Genesis, which means “beginning,” provides us with the theological meaning of the world since the beginning of creation. All that is made is good; it has order and purpose. Human goodness, order and purpose are reflected in our eternal spirit: the compass of intellect and conscience and exercise of free will. In committing the original sin, Adam and Eve chose to close their hearts to God and open the door to a terrible stranger. At their invitation, the ancient serpent came in and wrecked their lives. Today’s first reading from Genesis 3 shows us the consequence of this deadly heart attack — the nakedness of bad decisions and the cover up of dark deeds with lies.
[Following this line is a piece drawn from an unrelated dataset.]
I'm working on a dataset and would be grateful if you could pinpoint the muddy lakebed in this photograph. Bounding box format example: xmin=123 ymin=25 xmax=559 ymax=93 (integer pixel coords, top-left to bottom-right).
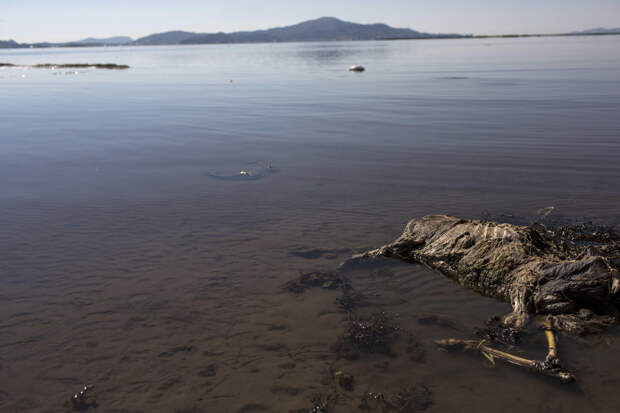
xmin=0 ymin=36 xmax=620 ymax=413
But God doesn’t close his door on humanity. Instead, in Genesis 3:15 God promises to crush the venomous serpent. How? There will be a woman who will be at enmity with the satanic foe. She will mother a son who will crush the serpent’s head.

This mother and son, prophesied in Genesis, make an appearance in our Gospel reading today from Mark 3:20-35. Jesus has been going around doing what he does best — proclaiming the word of God and performing the works of God. He heals the sick, raises the dead and casts out demons. But no matter how much good Jesus does, there are those who have decided to lock the door of their hearts against him. Instead of admitting individuals are healed by the power of God through Christ, they say that Jesus performs his works by the power of Beelzebul, or Satan. Jesus presents to these locked hearts the key of truth: Why would Satan cast out himself? That doesn’t make sense. Satan is not in the business of casting himself out of the hearts of human beings, or healing them or turning them back to God. Jesus warns the Pharisees against the sin of blasphemy against the Holy Spirit. It is the sin of permanently shutting our hearts to faith in Christ, to his word and work.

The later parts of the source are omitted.